At a Jan. 5 meeting, Blank said, White would not shift from his “extreme” position that the newspapers should not publish any letters offensive to Jews or other minority groups, including those agreeing with Trump’s statements denigrating Mexicans and Muslims.

White and the temple are entitled to pull their advertising, but their demands amount to “an attack on free speech,” Blank said.
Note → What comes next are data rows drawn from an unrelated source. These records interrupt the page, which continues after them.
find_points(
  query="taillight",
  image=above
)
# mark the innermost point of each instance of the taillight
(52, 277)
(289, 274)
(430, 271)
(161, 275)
He does not plan to change his policy on which letters to publish.

“In effect, it’s ‘might makes right’ in this argument, and I would think that — I would hope that the arguments are made on the merits rather than trying to enforce his point of view with financial penalties,” he said.

The dispute comes amid recent national debates about free speech and the censorship of bigoted views, and follows a spate of anti-Semitic graffiti and other hate crimes on the North Shore and elsewhere.

In his editorial published Dec. 30, Blank said O’Kelly’s letter reflected discourse Trump brought into the mainstream during his presidential campaign.

Trump’s final campaign advertisement cast Soros, Goldman Sachs Chairman Lloyd Blankfein and Federal Reserve Chairwoman Janet Yellen — all of whom are Jewish — as “global special interests” who “control the levers of power in Washington.”

In the editorial, Blank said he found O’Kelly’s letter “objectionable and extreme,” adding, “But we also believe we are better served by confronting ignorant or hateful ideas than pretending they don’t exist.”

Rabbi Michael Klayman of the Lake Success Jewish Center praised Blank’s decision to publish O’Kelly’s letter, saying it allowed the community to openly discuss and condemn hateful language.

“We know that these kinds of views are being expressed,” Klayman said. “I would rather see them be expressed in a forum that enables the public to respond rather than in some … secretive way.”

In a second letter published Dec. 30, O’Kelly rejected the accusations of anti-Semitism, saying he originally decried a globalist agenda that favors war and debt over the United States’ best interests.

He wrote that Soros represents the “powers-that-be” who have “used their domination of the media” to attack Trump and his populist campaign.